I travelled 4 hours to attend a wedding when I was 34 weeks pregnant but I didn't have the risks you have.

This was with ds2, I was booked for an elective c section but I also had to look at every hospital en-route to check whether they had the facility to be able to deliver me by c section rather than just a midwifery unit.
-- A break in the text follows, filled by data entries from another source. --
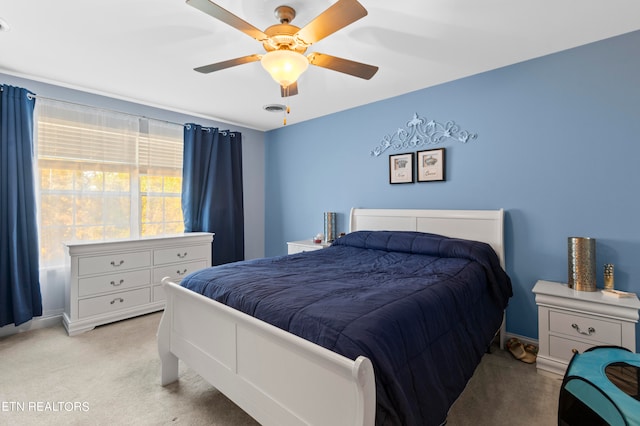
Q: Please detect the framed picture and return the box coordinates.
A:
[418,148,445,182]
[389,152,414,183]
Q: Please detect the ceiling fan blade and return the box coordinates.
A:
[194,55,261,74]
[307,52,378,80]
[280,81,298,98]
[296,0,367,44]
[187,0,269,41]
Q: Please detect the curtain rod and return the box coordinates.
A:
[27,92,186,127]
[0,85,235,133]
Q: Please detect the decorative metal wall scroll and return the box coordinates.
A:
[370,113,478,157]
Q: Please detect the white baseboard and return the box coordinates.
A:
[0,312,62,337]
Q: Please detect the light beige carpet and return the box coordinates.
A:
[0,313,560,426]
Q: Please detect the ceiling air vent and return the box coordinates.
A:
[262,104,287,112]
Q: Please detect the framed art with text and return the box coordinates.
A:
[417,148,445,182]
[389,152,414,183]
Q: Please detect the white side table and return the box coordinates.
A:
[287,240,331,254]
[533,281,640,375]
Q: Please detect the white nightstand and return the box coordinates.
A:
[287,240,331,254]
[533,281,640,375]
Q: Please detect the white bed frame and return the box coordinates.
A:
[158,209,504,426]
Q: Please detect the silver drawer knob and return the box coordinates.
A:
[571,323,596,336]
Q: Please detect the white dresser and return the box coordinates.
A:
[63,232,213,336]
[533,281,640,375]
[287,240,331,254]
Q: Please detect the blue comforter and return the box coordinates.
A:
[181,231,512,425]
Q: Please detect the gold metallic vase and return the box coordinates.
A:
[567,237,596,291]
[324,212,336,243]
[604,263,613,290]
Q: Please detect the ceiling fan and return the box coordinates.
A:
[186,0,378,97]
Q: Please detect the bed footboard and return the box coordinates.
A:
[158,278,376,426]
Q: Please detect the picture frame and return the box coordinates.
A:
[417,148,445,182]
[389,152,414,184]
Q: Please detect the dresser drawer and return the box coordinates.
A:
[549,310,622,346]
[78,251,151,275]
[78,287,151,318]
[153,260,207,284]
[549,336,598,362]
[78,269,151,297]
[153,285,167,302]
[153,244,211,265]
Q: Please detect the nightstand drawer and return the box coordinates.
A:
[78,251,151,275]
[549,336,598,362]
[549,310,622,346]
[153,244,211,265]
[78,269,151,297]
[78,287,151,318]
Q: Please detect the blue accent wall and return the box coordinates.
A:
[265,32,640,341]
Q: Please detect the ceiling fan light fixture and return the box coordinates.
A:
[260,50,309,87]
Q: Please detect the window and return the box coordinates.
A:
[36,98,184,267]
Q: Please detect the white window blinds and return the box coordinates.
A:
[36,98,183,172]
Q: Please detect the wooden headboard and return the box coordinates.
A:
[349,208,505,269]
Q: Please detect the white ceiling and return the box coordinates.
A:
[0,0,640,130]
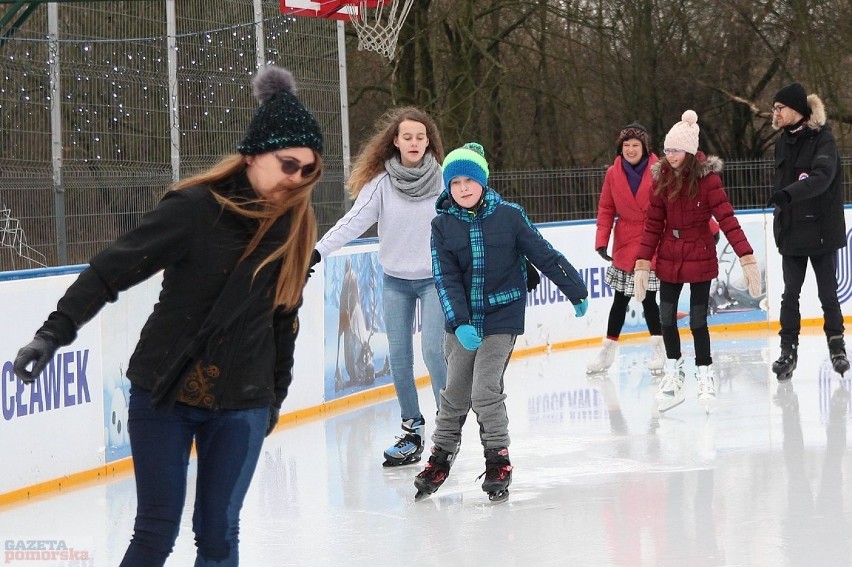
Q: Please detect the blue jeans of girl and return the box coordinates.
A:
[382,274,447,421]
[121,386,269,567]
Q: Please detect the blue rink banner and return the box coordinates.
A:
[323,252,393,400]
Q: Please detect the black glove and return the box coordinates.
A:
[266,406,281,437]
[308,248,322,278]
[598,246,612,262]
[13,331,59,384]
[524,258,541,292]
[766,189,792,208]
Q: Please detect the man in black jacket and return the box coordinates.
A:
[769,83,849,380]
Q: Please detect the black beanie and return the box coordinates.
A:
[772,83,811,118]
[237,65,323,156]
[615,122,651,157]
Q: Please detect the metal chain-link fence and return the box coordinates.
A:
[0,0,344,270]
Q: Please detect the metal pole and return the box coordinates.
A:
[254,0,266,69]
[337,21,352,210]
[166,0,180,183]
[47,2,68,266]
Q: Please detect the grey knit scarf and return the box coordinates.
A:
[385,153,444,201]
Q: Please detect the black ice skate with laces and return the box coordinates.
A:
[479,447,512,502]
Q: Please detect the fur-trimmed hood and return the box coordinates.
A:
[651,152,725,182]
[772,94,826,130]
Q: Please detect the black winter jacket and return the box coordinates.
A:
[40,174,298,409]
[773,99,846,256]
[432,187,589,337]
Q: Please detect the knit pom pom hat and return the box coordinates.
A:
[663,110,700,155]
[442,142,489,190]
[237,65,323,156]
[615,122,651,157]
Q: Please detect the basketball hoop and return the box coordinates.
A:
[350,0,414,60]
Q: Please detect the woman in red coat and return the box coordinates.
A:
[586,122,666,374]
[635,110,761,412]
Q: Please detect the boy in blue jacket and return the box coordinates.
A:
[414,143,589,500]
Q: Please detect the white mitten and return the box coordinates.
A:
[633,260,651,302]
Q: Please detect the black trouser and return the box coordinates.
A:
[606,291,663,340]
[660,281,713,366]
[778,252,843,346]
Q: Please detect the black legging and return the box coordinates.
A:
[660,281,713,366]
[606,291,663,340]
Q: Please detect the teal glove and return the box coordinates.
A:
[574,297,589,317]
[456,324,482,350]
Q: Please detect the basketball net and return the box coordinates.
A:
[352,0,414,60]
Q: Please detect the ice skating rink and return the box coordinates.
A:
[0,329,852,567]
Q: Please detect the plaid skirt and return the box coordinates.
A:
[604,265,660,296]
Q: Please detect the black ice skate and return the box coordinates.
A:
[382,416,425,467]
[772,344,799,382]
[414,447,455,502]
[479,447,512,502]
[828,335,849,376]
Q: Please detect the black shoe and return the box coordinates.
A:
[772,344,799,381]
[480,447,512,494]
[828,335,849,376]
[414,447,455,498]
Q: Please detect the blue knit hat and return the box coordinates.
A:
[237,65,323,156]
[442,142,489,190]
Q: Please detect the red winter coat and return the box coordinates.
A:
[639,152,754,283]
[595,154,657,273]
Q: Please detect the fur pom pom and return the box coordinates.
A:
[462,142,485,157]
[252,65,297,104]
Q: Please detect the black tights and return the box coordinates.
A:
[660,281,713,366]
[606,291,663,340]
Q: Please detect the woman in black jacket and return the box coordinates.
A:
[769,83,849,380]
[14,66,323,567]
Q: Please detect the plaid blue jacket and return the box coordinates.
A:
[432,187,588,337]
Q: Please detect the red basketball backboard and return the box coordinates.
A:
[279,0,381,22]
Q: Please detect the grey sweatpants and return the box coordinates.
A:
[432,333,516,453]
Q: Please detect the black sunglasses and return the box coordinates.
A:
[272,154,317,177]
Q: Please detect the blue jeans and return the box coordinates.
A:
[121,386,269,567]
[382,274,447,421]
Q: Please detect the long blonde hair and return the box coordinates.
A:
[346,106,444,199]
[654,153,701,201]
[172,152,322,309]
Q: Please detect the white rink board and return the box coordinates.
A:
[0,210,852,495]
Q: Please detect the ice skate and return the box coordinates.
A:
[586,339,618,374]
[382,417,425,467]
[414,447,455,502]
[656,357,686,413]
[648,335,666,376]
[479,447,512,503]
[772,344,800,382]
[828,335,849,376]
[695,366,716,414]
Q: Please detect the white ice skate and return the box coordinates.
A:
[648,335,666,376]
[656,357,686,413]
[695,366,716,413]
[586,339,618,374]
So I was basically pregnant, all fine and just needed a c section.

You have to look at the worst case senario, if you bled you would be hospitalised in the nearest hospital, and if your baby is early then he/she may be in SCBU for a while too. You could be hours away from your home and family.

It is honestly not worth the risk for you.

thixotropic · 21/01/2013 19:27

If you were my sister, (or half sister) I'd tell you to stay home. I couldn't bear having to live with the thought if something went wrong.

Emsyboo · 21/01/2013 19:42

Thanks ladies
I am not as high risk as some people my friend had pp which turned out to be placenta acreta and she had a hysterectomy and EMCS at the same time this was at 26 weeks and she was hospitalised from 22 weeks bless her.
I am not as high risk as people like her but knowing what could go wrong scares me more.
I can hope for the best and have until the day before to cancel the travelodge but I don't think the risk is worth it my
Mum had already arranged for me to have a wheelchair for the wedding and all midwives said if I went to take the car seat in case. It isn't just about what could go wrong but making a scene on her day if I had a bleed or went into labour and being stuck 4.5 hrs from home after EMCS.